We experienced the same problems and I've mostly resolved these by doing the following:
- We pushed cleanup back to 3AM (from 12 AM) and shortened to 2.5 hours. For us there are nights where it doesn't complete all cleanup. But over time it does keep up. Also, the 2.5 hour cutoff is not a hard cutoff. It will continue until it finishes the batch it's currently working on. Generally it's finished by 6AM which is when our user activity starts to kick in. I have had a couple of times where it ran really long which causes issues.
- There are nights where I know the nightly integrations / processes will be running during the 3AM time frame. For example our EOM JE process runs all night. I manually turn off the Cleanup on those nights. Afterwards I'll sometimes trigger an extra BO Cleanup on evenings or weekends to help it catch up.
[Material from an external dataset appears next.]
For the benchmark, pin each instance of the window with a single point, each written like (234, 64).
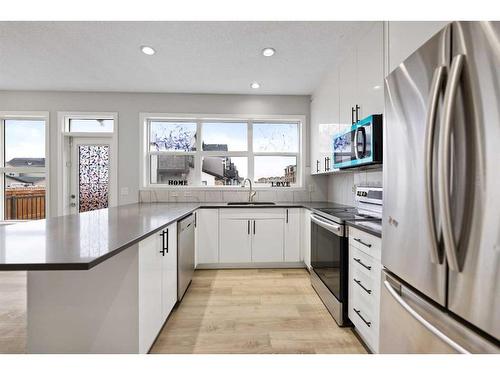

I do check the sever log every morning to see if cleanup completed and if it is behind.
Some night's our integrations/process are still running at 3AM and cause deadlocks. I have a report that runs every morning and looks for WF Warnings / Failures. These deadlocks show up there. I review these to see if any action needs to be taken. I keep a spreadsheet of all these failures so I can identify trends over time.
My long term plan is to use the new Admin Console APIs to control when clean up runs each night. When nightly processing is done it can automatically be kicked off. On nights where processing runs to long, the clean up will be skipped.